Something for lovers of fine vocal music and Australian music alike!
This recording is a comprehensive collection of the vocal music of Richard Peter Maddox. It bears the impramatur of the composer (playing the fantastic new Australian-designed Stuart & Sons piano), and he is joined by his talented brother Graham Maddox on oboe and Sydney-based vocalist, Samantha Smith.
This hauntingly beautiful disc features premiere recordings of Maddox's Four Songs for Soprano, the Four Archaic Songs, Letters from Armidale (text by Mary Buck), The Stranger in my Skin (text by Bruce Dawe) and his suite of five well-known Australian folksongs.
Four Songs for Soprano - The Pear Tree [Dame Mary Gilmore] - Bargain Basement [Frederick T. Macartney] - Sleight-of-hand [Bruce Dawe] - Sonnet XVIII [Shakespeare]
Four Archaic Songs - In Praise of Art [Buonarotti] - To Saint Mary Magdalen [Constable] - A Prayer to the Holy Trinity [Richard Stanyhurst] - Blow, blow thou winter winde [Shakespeare]

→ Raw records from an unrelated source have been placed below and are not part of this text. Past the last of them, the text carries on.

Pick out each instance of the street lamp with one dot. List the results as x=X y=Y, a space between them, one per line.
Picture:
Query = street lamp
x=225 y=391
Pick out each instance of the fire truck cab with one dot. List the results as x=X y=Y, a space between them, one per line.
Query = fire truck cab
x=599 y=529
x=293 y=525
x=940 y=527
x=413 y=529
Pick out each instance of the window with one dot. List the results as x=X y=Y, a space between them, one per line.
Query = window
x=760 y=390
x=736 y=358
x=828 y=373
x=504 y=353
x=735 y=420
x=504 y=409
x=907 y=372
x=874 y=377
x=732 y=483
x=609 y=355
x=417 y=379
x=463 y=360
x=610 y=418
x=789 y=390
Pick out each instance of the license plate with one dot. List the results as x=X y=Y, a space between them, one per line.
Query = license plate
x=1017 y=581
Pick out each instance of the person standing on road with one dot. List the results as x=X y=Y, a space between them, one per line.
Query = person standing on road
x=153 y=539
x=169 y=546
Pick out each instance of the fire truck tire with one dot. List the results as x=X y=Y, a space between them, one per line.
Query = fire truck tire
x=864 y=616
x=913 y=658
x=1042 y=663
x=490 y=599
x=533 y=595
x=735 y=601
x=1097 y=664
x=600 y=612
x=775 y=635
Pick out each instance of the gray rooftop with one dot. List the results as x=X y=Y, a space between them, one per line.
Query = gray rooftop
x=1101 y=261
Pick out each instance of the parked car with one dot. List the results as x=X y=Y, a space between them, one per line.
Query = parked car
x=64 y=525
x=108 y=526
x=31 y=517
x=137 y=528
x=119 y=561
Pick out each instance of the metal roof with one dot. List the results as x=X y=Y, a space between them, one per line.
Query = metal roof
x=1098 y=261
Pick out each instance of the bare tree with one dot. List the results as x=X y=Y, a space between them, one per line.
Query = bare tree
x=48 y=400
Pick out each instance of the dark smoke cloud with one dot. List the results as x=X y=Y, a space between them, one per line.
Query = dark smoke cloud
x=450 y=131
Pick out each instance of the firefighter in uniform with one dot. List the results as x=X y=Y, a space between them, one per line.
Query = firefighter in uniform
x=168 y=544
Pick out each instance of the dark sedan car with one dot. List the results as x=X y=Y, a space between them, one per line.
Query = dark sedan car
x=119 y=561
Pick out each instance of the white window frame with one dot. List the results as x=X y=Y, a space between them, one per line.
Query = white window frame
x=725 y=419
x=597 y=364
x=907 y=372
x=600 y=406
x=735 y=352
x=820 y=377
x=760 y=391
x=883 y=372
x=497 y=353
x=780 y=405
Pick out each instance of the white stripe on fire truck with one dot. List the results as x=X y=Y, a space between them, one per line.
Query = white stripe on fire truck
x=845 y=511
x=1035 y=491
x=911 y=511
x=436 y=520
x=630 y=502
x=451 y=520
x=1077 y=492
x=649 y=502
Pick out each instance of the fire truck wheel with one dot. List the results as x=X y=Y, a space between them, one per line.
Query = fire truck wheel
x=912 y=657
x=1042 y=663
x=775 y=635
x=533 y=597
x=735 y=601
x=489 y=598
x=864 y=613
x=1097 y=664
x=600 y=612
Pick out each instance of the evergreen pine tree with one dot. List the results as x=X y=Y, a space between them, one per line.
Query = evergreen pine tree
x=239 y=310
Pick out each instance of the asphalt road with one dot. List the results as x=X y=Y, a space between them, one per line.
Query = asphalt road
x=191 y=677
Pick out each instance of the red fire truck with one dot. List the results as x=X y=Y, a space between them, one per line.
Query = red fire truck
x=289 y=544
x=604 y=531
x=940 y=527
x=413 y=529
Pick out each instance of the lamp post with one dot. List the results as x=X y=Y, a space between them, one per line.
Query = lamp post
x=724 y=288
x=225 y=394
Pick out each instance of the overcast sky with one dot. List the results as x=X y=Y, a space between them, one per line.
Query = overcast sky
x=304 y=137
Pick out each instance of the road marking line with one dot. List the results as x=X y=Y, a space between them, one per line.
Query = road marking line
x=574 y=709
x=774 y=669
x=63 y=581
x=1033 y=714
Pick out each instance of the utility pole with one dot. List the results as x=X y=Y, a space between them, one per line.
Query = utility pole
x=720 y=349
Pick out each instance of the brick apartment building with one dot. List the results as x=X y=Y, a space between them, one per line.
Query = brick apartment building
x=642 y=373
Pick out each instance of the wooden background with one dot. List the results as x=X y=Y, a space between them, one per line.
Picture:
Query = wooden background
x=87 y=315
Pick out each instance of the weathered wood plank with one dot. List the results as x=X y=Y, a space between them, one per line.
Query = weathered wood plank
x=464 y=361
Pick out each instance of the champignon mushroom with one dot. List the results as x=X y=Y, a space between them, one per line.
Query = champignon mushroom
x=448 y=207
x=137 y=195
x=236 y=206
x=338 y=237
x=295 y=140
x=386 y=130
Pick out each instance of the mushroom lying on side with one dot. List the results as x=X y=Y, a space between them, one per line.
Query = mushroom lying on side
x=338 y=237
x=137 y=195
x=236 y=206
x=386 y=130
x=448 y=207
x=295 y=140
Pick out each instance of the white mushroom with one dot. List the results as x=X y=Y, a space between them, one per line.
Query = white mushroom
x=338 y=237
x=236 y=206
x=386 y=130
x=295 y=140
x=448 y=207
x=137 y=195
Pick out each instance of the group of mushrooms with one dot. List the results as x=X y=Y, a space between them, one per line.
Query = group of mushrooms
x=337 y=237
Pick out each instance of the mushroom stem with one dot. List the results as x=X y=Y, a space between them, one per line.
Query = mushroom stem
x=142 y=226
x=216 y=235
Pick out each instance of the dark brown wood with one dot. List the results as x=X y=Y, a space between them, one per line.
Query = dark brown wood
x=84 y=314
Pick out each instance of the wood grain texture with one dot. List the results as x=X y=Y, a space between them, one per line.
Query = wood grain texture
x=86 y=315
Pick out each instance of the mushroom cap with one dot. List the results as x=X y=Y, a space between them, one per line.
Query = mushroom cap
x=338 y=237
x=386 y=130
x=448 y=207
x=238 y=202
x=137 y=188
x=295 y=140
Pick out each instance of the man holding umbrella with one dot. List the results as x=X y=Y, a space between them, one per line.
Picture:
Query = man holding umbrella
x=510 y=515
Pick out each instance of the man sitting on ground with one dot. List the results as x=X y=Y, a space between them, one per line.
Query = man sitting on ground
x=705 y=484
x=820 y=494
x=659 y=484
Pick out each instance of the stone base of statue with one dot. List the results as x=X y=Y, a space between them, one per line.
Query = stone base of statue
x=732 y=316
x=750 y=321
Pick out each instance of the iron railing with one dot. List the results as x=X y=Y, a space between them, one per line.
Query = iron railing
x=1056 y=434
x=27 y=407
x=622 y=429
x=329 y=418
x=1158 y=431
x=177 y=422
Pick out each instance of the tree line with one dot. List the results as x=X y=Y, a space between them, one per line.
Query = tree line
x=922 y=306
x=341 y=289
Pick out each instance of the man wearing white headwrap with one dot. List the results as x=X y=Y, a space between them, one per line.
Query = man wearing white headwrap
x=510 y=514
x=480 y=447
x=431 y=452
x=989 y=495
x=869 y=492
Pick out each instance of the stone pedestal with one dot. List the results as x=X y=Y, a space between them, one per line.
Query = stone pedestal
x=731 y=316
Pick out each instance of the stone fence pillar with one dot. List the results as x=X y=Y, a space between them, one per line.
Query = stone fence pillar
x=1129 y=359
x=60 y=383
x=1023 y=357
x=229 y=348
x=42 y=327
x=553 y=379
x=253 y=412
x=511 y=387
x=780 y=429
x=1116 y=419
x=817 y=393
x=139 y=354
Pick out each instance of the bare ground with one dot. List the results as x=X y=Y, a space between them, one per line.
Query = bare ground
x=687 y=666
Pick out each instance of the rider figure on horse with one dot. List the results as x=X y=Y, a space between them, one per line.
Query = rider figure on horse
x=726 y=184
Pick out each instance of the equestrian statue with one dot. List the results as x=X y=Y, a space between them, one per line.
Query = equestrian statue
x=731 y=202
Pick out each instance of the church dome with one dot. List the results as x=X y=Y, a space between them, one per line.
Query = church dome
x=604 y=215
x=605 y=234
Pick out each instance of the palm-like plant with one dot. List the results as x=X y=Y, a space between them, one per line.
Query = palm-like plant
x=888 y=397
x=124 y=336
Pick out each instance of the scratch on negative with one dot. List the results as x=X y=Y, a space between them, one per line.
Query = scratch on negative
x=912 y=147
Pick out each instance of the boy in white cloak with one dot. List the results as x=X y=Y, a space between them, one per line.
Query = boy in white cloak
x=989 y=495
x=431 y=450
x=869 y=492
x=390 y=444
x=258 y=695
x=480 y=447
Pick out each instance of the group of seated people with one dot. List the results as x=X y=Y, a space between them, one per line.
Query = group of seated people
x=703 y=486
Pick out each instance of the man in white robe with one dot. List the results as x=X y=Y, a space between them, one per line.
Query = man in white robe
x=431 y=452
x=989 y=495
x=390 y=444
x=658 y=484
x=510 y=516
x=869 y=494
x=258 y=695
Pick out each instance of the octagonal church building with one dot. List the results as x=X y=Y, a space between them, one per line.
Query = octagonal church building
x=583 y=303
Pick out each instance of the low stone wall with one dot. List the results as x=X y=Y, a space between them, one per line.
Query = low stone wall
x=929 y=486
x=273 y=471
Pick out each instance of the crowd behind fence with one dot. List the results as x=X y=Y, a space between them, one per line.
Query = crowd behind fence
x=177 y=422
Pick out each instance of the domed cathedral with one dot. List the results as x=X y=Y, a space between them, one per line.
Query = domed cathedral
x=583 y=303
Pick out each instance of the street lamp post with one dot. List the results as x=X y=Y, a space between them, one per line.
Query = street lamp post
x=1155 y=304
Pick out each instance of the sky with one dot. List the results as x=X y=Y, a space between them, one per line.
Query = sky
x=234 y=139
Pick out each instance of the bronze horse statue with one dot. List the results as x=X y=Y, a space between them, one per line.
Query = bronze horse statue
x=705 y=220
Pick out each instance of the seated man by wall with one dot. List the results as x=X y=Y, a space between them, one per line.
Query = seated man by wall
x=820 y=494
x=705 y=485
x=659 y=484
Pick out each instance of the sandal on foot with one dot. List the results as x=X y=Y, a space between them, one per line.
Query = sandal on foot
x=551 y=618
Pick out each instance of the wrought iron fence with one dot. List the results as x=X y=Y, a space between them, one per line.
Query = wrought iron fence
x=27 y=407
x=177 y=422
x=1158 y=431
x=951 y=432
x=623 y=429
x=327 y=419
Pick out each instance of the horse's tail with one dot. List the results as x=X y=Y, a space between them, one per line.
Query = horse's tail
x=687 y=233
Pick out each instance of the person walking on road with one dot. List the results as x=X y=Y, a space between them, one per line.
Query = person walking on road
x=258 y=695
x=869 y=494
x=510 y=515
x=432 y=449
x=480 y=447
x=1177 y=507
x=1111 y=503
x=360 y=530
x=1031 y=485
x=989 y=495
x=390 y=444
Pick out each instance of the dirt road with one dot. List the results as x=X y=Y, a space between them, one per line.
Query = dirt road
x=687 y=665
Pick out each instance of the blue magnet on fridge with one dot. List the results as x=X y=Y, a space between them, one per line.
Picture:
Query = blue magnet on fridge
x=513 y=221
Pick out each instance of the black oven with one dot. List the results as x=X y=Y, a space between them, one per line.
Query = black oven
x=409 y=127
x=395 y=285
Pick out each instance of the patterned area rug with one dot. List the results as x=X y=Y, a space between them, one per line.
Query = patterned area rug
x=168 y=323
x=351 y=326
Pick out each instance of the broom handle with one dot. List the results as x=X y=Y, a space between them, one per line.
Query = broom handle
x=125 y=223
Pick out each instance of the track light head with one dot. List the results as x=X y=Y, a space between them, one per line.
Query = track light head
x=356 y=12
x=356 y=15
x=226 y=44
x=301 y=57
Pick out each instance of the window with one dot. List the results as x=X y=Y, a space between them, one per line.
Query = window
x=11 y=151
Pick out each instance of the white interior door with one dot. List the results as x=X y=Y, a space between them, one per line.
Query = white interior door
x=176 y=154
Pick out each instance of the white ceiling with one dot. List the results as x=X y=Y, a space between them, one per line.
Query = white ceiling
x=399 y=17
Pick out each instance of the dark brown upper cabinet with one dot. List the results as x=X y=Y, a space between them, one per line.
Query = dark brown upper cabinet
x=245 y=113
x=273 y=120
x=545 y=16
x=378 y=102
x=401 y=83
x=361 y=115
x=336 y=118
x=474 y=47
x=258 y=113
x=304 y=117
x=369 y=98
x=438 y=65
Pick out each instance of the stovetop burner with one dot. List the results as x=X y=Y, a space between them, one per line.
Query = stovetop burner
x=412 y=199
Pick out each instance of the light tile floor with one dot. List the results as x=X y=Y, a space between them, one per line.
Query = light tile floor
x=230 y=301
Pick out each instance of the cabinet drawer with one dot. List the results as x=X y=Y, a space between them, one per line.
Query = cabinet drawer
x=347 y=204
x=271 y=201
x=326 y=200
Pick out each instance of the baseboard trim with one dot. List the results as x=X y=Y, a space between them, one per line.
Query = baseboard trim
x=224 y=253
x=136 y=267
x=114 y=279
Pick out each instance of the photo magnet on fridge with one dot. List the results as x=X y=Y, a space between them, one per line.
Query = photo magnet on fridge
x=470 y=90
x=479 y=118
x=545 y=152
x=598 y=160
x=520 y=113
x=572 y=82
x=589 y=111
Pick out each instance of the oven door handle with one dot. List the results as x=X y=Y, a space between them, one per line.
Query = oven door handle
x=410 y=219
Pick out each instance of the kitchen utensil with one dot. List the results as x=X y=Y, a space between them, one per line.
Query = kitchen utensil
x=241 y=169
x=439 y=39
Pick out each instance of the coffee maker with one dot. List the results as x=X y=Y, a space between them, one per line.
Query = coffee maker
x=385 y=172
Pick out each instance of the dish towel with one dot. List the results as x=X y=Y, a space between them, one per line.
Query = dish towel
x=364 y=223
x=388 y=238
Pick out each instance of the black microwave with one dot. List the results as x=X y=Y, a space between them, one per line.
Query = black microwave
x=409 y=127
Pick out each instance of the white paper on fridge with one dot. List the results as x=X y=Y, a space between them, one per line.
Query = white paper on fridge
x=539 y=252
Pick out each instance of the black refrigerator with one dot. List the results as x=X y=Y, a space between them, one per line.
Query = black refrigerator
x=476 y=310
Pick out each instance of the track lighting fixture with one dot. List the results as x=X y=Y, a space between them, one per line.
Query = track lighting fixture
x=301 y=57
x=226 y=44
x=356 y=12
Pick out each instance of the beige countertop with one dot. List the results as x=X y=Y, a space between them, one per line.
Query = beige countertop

Five Australian Songs - Botany Bay - Moreton Bay - Click Go the Shears - The Streets of Forbes - Waltzing Matilda
Letters from Armidale [Mary Buck] - Lovely Day - Figs - Letters - News Flashes - Rain
The Stranger in my Skin [Bruce Dawe] - Stranger - Looking Down from Bridges - The Swimming-Pool - Bedroom Conversations - A Peasant Idyll
Richard Peter Maddox was born in Apia, Western Samoa, and grew up in Sydney, N.S.W. He completed a Bachelor of Commerce degree at the University of New South Wales in 1962. Following a number of years working as a company accountant and controller, he decided to leave the world of commerce, pursuing his musical studies at the Universities of London, Sydney, UCLA and New England.
Based in NSW, vocalist Samantha Smith has been a soloist under many conductors at the University of Newcastle Conservatorium, including the late Professor Michael Dudman, John ODonnell, Christopher Allan, Philip Mathias, Robert Constable and Nigel Butterley. In 1996 Samantha performed the leading role of Nero in Monteverdis The Coronation of Poppea, directed by Yaron Lifschitz with musical direction by Robert Constable.
Graham Maddox was also born in Apia, Western Samoa, and grew up in Sydney. Besides pursuing a distinguished academic career (currently he is a Professor of Politics in the University of New England), he studied oboe on an orchestral scholarship with Ian Wilson at the Sydney Conservatorium, and with Neil Black, John Anderson and Evelyn Rothwell in London. He has performed widely, and has given many first performances of works by his brother, Richard Peter Maddox.